Charge‐Induced Reversible Rearrangement of Endohedral Fullerenes: Electrochemistry of Tridysprosium Nitride Clusterfullerenes Dy 3 N@C 2 n (2 n =78, 80)

The electrochemistry of three new clusterfullerenes Dy 3 N@C 2 n (2 n =78, 80), namely two isomers of Dy 3 N@C 80  (I and II) as well as Dy 3 N@C 78  (II), have been studied systematically including their redox‐reaction mechanism. The cyclic voltammogram of Dy 3 N@C 80  (I) ( I h ) exhibits two electrochemically irreversible but chemically reversible reduction steps and one reversible oxidation step. Such a redox pattern is quite different from that of Sc 3 N@C 80  (I), and this can be understood by considering the difference in the charge transfer from the encaged cluster to the cage. A double‐square reaction scheme is proposed to explain the observed redox‐reaction behavior, which involves the charge‐induced reversible rearrangement of the Dy 3 N@C 80  (I) monoanion. The first oxidation potential of Dy 3 N@C 80  (II) ( D 5 h ) has a negative shift of 290 mV relative to that of Dy 3 N@C 80  (I) ( I h ), indicating that lowering the molecular symmetry of the clusterfullerene cage results in a prominent increase in the electron‐donating property.
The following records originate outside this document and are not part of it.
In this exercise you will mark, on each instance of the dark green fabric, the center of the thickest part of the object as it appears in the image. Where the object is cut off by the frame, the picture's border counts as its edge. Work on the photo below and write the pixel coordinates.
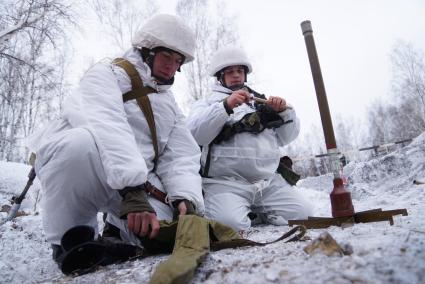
(226, 107)
(290, 176)
(192, 243)
(190, 239)
(134, 201)
(190, 209)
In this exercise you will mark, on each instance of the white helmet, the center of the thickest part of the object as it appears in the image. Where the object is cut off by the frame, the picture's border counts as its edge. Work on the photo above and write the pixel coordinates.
(167, 31)
(229, 56)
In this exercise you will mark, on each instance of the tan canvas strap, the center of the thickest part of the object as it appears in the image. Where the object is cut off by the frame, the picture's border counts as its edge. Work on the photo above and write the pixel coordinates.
(140, 92)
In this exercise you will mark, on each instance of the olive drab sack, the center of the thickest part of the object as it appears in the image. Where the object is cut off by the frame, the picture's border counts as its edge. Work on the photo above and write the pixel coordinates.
(190, 239)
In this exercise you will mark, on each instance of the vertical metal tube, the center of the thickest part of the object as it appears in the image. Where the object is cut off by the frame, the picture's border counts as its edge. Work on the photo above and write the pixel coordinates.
(340, 198)
(319, 85)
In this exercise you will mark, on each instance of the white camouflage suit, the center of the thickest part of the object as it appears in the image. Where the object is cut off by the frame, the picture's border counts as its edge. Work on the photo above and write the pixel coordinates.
(242, 175)
(102, 145)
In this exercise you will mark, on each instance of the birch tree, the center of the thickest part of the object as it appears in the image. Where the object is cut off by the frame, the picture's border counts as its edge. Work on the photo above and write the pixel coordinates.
(213, 29)
(122, 19)
(30, 32)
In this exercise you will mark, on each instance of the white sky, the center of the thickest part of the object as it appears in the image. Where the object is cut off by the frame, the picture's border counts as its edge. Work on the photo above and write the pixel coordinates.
(354, 39)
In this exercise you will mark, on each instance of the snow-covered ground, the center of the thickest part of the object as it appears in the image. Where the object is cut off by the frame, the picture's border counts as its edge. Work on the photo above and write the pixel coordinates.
(381, 253)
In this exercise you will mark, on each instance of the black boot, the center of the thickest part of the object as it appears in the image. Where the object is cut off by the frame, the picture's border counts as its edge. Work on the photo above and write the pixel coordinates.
(80, 253)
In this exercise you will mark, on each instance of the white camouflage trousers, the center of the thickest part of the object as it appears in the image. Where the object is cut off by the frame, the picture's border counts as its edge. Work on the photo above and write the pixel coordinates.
(74, 187)
(274, 200)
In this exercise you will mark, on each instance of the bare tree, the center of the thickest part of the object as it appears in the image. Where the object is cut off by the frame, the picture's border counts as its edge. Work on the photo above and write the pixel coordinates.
(122, 19)
(213, 29)
(29, 34)
(409, 73)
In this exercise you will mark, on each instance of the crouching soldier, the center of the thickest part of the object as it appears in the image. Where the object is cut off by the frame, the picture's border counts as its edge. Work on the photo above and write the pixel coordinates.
(122, 148)
(240, 133)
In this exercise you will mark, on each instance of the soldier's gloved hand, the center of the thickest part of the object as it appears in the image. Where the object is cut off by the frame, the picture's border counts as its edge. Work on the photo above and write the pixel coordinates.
(140, 215)
(182, 207)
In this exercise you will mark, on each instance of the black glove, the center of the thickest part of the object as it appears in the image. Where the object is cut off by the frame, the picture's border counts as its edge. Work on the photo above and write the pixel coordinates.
(189, 206)
(134, 200)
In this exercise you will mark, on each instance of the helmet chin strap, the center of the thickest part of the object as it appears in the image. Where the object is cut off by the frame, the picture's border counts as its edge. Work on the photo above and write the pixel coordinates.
(148, 56)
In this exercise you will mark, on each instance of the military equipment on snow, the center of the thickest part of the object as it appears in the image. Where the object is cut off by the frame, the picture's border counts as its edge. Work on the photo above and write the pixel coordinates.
(16, 201)
(341, 203)
(189, 239)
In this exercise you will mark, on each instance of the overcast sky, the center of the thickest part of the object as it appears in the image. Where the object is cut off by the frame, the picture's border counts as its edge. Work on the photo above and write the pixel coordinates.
(354, 39)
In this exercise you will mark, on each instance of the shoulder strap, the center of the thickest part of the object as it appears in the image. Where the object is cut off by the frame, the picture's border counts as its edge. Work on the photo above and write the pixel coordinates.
(140, 92)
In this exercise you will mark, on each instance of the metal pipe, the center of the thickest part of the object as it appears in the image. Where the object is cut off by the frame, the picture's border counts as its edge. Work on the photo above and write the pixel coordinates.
(340, 198)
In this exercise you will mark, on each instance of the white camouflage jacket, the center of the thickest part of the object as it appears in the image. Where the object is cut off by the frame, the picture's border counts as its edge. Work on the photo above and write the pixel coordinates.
(122, 135)
(247, 156)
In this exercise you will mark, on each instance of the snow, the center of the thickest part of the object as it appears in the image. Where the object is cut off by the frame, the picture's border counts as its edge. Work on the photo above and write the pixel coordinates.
(381, 253)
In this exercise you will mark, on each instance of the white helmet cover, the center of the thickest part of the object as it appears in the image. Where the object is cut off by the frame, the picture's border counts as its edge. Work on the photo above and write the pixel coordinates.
(229, 56)
(167, 31)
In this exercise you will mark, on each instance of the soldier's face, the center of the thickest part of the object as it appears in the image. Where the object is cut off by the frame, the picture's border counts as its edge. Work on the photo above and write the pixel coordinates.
(166, 64)
(234, 75)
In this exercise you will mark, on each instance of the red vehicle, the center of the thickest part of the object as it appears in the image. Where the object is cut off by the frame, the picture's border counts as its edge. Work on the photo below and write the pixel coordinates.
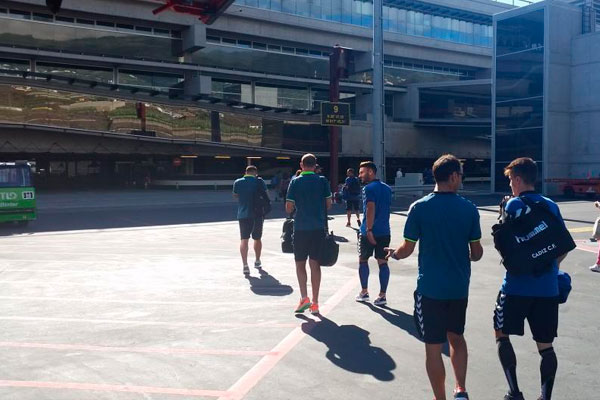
(571, 187)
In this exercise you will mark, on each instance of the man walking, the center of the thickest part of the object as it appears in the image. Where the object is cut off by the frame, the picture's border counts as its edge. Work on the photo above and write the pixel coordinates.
(374, 232)
(310, 196)
(351, 191)
(527, 296)
(446, 226)
(251, 224)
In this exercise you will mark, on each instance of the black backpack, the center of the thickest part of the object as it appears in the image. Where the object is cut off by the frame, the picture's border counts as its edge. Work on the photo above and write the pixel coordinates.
(261, 201)
(530, 243)
(287, 241)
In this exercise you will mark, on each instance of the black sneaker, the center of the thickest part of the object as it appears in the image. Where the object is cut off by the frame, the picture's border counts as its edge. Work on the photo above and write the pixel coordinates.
(461, 396)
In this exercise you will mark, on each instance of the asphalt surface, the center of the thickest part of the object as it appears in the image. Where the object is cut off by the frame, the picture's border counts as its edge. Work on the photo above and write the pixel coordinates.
(139, 298)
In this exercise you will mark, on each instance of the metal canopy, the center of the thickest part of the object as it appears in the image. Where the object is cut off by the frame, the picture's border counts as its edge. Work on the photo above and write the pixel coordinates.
(127, 92)
(206, 10)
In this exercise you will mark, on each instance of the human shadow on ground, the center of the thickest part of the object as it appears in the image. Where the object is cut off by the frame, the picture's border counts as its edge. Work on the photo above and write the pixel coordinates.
(403, 321)
(349, 348)
(267, 285)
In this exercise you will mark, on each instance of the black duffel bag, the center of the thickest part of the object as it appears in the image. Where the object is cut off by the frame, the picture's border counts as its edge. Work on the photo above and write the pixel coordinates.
(530, 243)
(287, 239)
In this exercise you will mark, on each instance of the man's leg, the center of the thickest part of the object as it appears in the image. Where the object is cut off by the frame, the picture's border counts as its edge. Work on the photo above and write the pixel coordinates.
(363, 274)
(244, 251)
(508, 360)
(384, 277)
(459, 357)
(435, 370)
(548, 367)
(315, 279)
(257, 250)
(302, 277)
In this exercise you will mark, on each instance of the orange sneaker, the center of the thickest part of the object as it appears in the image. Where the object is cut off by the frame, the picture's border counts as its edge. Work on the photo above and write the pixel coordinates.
(303, 305)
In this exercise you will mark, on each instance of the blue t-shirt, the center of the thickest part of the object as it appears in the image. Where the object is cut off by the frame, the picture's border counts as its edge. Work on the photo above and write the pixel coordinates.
(380, 194)
(545, 285)
(245, 188)
(308, 193)
(444, 224)
(351, 184)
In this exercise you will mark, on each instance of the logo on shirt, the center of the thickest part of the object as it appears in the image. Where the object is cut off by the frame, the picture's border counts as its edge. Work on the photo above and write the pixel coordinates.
(537, 230)
(544, 251)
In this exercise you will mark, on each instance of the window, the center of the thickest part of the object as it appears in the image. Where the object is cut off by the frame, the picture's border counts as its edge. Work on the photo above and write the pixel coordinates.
(20, 14)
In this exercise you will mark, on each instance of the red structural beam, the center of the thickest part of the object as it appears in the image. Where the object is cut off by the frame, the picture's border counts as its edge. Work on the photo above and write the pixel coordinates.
(206, 10)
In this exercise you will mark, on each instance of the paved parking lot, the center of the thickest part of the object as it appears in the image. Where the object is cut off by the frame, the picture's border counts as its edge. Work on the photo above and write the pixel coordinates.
(164, 312)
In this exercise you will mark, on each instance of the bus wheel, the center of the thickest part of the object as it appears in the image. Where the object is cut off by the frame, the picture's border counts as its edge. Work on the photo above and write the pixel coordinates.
(569, 192)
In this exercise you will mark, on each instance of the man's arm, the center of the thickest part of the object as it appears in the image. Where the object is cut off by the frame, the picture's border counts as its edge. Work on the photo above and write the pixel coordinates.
(290, 206)
(370, 220)
(403, 251)
(476, 250)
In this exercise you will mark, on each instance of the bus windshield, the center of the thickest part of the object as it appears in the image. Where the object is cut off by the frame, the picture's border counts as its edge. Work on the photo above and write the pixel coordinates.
(14, 176)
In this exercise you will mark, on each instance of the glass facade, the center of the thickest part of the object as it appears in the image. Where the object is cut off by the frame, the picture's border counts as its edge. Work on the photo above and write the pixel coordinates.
(409, 22)
(64, 109)
(87, 39)
(519, 85)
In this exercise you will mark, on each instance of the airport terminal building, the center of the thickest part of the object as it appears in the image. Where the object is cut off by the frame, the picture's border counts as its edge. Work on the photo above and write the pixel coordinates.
(106, 92)
(546, 91)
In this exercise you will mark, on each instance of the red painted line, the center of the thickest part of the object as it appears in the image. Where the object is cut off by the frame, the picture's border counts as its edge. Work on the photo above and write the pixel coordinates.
(584, 247)
(115, 388)
(151, 350)
(155, 323)
(271, 304)
(251, 378)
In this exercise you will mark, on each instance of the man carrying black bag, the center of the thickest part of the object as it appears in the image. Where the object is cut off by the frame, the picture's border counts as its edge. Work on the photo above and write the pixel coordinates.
(532, 293)
(309, 195)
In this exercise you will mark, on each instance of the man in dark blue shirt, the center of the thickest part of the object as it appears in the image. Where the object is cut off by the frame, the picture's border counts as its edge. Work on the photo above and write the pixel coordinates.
(250, 224)
(374, 232)
(527, 296)
(309, 196)
(351, 191)
(446, 226)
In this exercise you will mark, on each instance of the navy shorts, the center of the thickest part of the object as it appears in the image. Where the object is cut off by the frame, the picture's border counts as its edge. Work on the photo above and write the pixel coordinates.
(435, 318)
(251, 226)
(307, 244)
(541, 313)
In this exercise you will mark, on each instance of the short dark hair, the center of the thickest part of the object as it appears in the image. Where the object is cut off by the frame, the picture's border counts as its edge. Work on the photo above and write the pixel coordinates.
(369, 164)
(523, 167)
(309, 160)
(445, 166)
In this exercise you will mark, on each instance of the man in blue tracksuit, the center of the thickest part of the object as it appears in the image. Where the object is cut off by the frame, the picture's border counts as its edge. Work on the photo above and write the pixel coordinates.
(526, 296)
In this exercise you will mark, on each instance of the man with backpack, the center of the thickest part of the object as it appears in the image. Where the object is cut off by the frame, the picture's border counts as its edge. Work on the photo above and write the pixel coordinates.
(351, 193)
(251, 192)
(529, 295)
(309, 196)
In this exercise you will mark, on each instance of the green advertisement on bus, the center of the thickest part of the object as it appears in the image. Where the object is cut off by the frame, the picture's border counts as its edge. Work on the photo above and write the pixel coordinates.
(17, 194)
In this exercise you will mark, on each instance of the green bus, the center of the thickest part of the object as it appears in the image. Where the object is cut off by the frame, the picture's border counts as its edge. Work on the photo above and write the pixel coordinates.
(17, 194)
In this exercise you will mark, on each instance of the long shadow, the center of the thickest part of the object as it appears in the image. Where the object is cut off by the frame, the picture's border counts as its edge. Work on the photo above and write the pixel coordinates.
(267, 285)
(403, 321)
(349, 348)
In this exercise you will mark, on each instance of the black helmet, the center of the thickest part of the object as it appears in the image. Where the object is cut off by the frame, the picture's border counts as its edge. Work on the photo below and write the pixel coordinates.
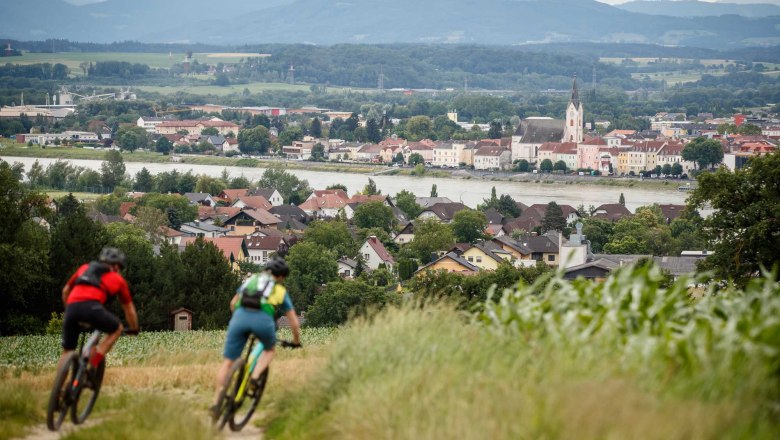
(278, 267)
(113, 256)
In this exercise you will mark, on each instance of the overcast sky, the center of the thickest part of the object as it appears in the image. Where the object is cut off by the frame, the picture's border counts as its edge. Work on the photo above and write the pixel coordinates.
(611, 2)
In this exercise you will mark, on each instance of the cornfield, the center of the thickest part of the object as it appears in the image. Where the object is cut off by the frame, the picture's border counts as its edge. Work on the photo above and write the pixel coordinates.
(34, 352)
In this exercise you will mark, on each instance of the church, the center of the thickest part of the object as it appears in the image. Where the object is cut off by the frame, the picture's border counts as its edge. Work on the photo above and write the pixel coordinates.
(535, 131)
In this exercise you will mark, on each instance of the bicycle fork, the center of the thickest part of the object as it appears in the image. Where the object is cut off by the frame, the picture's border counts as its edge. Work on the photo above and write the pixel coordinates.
(253, 358)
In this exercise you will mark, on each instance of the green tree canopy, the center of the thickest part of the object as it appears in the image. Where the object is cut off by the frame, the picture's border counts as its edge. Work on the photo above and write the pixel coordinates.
(704, 152)
(744, 229)
(374, 215)
(469, 226)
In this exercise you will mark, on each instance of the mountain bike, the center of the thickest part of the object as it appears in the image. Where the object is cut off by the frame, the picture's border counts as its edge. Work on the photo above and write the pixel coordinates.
(237, 399)
(76, 388)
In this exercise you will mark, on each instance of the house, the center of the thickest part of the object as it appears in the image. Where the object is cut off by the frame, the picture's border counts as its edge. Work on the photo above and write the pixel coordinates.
(203, 199)
(270, 194)
(450, 262)
(325, 203)
(347, 267)
(196, 127)
(202, 229)
(248, 221)
(406, 235)
(290, 211)
(443, 212)
(262, 248)
(233, 248)
(486, 256)
(492, 157)
(612, 212)
(230, 195)
(375, 254)
(252, 202)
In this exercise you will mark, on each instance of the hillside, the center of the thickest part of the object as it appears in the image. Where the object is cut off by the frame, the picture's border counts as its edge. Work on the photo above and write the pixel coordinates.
(374, 21)
(694, 8)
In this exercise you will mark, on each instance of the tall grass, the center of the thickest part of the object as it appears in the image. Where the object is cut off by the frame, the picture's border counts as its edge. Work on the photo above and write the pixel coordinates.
(575, 360)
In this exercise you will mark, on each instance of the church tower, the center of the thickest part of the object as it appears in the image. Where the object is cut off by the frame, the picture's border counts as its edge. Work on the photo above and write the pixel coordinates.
(573, 131)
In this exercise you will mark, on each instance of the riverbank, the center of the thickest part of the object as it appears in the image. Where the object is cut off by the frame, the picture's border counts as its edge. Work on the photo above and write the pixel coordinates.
(71, 153)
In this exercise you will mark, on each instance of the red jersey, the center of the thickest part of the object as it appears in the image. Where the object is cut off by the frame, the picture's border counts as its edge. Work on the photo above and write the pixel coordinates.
(111, 283)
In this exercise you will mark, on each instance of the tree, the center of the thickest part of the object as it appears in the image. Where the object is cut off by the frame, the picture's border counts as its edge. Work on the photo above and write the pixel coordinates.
(407, 202)
(743, 230)
(676, 169)
(311, 267)
(469, 226)
(553, 218)
(495, 131)
(374, 215)
(24, 246)
(372, 131)
(254, 140)
(318, 152)
(333, 235)
(703, 151)
(163, 145)
(112, 170)
(144, 182)
(522, 166)
(151, 220)
(341, 300)
(315, 129)
(370, 189)
(292, 189)
(132, 137)
(210, 185)
(418, 128)
(430, 237)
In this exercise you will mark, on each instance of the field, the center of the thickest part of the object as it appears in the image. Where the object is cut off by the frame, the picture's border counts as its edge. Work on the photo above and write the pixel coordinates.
(629, 357)
(155, 60)
(157, 385)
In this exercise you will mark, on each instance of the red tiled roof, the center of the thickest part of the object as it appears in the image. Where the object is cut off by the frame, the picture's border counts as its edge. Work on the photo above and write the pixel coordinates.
(228, 245)
(257, 202)
(380, 250)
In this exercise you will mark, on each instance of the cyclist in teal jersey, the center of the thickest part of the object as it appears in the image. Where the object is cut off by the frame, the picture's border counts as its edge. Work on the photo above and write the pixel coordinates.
(255, 306)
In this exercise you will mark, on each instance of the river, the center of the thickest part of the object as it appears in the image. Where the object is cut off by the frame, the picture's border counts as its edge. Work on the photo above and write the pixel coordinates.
(471, 192)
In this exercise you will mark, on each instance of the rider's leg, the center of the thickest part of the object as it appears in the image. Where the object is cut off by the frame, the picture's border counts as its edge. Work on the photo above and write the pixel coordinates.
(262, 362)
(221, 379)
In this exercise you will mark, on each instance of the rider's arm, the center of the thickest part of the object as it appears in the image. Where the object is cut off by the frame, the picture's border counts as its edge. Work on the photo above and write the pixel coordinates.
(131, 316)
(295, 326)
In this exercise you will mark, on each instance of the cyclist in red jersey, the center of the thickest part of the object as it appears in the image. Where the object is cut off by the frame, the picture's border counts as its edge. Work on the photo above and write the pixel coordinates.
(85, 296)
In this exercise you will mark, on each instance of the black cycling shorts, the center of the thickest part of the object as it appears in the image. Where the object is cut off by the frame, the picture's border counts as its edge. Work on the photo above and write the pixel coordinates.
(85, 315)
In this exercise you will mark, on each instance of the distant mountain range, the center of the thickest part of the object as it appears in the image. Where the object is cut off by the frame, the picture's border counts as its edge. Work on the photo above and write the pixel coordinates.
(236, 22)
(695, 8)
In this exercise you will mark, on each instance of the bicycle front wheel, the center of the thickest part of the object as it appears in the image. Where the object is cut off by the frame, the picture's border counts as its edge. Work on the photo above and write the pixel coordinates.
(244, 411)
(60, 399)
(86, 396)
(227, 395)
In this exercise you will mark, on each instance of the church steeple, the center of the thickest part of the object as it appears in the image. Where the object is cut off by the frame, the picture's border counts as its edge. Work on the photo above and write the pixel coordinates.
(575, 95)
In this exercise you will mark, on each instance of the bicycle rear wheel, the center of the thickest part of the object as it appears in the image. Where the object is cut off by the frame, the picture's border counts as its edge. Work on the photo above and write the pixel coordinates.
(227, 395)
(59, 399)
(86, 396)
(240, 418)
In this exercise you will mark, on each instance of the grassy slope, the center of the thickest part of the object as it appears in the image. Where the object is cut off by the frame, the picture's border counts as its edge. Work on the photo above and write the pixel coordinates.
(424, 374)
(157, 386)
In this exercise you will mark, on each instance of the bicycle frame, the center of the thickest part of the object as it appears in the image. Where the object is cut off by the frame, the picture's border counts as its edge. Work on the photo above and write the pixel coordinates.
(252, 357)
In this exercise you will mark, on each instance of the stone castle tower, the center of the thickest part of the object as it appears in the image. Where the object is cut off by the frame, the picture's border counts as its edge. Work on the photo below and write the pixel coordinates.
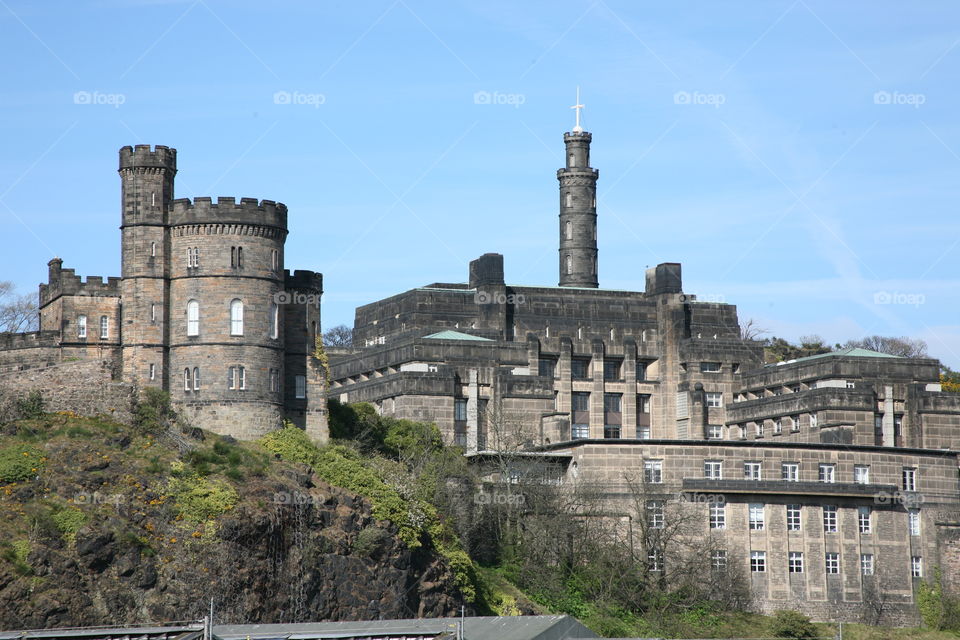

The first and second reduction potentials of Dy 3 N@C 78  (II) are negatively shifted relative to those of Dy 3 N@C 80  (I, II), pointing to the former's lowered electron‐accepting ability. The significant difference in the electrochemical energy gaps of Dy 3 N@C 80  (I), Dy 3 N@C 80  (II), and Dy 3 N@C 78  (II) is consistent with the difference in their optical energy gaps.